One point of focus was the new federal regulations that require schools to archive and manage all e-mail correspondence for certain school district employees under the Federal Rules of Civil Procedure, or FRCP, which we covered in this Digital Directions story. Keeping track of this data has become a challenge for school districts, which often are not prepared to store such large amounts of data. Administrators at the breakfast agreed that the federal regulations pose a significant challenge to school districts, although emerging technologies, such as those proposed by Marshal8e6, could help administrators tackle this responsibility.

Another issue school districts face is balancing the need to keep students safe and limit their access to inappropriate material without stifling the educational opportunities that some new technologies, such as mobile technologies like cell phones and PDAs, and Web resources, like wikis and blogs, present.
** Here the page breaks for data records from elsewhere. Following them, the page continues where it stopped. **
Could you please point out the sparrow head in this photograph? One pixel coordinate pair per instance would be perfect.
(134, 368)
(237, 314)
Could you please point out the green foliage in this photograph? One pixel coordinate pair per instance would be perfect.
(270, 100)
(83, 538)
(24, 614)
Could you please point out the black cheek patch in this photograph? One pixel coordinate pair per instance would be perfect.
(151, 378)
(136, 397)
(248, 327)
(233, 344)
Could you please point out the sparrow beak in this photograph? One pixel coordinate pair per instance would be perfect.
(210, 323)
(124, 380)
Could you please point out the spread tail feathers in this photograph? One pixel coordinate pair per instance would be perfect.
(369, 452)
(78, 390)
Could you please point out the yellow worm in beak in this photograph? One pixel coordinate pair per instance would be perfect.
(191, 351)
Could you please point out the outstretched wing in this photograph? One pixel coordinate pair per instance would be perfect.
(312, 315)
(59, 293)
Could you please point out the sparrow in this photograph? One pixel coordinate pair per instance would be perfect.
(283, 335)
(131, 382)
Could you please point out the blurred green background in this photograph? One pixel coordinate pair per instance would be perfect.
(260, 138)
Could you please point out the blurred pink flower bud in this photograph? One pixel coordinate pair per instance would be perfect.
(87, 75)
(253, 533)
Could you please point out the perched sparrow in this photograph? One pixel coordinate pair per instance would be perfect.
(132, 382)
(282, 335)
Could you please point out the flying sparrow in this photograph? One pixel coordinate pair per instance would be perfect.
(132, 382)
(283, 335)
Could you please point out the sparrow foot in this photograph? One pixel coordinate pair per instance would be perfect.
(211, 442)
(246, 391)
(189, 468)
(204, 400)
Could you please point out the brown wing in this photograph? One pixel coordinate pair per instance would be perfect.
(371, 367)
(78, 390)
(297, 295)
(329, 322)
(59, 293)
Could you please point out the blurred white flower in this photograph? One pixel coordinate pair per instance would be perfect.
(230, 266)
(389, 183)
Jim Culbert, the information security analyst for the 140,000-student Duval County public schools in Jacksonville, Fla., explained that at his district, it's no longer acceptable to tell teachers they can't access certain tools because of safety concerns—he has to instead find a solution that satisfies both the teacher and the IT staff's concerns.

Georgianna Skinner, the director of technology for Hampton City schools in Virginia, explained that in her district, they use internal blogs and wikis that can only be accessed through the district's network, keeping student information safe, while still allowing teachers to incorporate those tools into the classroom. And Larry Wong, the IT security officer for Montgomery County Public Schools, said that sometimes a resource, although it can have some inappropriate material, is worth the risk because of all the educational opportunities it provides, such as the Web site YouTube.

Getting the perspective of a number of different technology administrators from schools in several different states was a great way to see the different ways that school districts are finding creative ways to keep their students, and their networks, safe without compromising the potential educational opportunities that those technologies have.

1 Comment

Our school district does not allow access to any wikis, blogs, etc. When I recently asked my building principal about setting up an internal blog, he was very supportive and said he would clear it with our tech department if I had any problems. Since it was so close to the end of the school year, I decided to wait until fall. Before I get started, I have two questions for someone who has already done this:
1. If security is the issue, how do you prevent students from giving the web address and password to someone else?
2. With an internal blog or wiki, obviously there's no audience outside the school. Does that defeat the whole purpose? If the students can only talk to others within our building, have we accomplished anything that couldn't be done with pencil and paper?
I'd appreciate input from someone who has experience in this area. Thank you.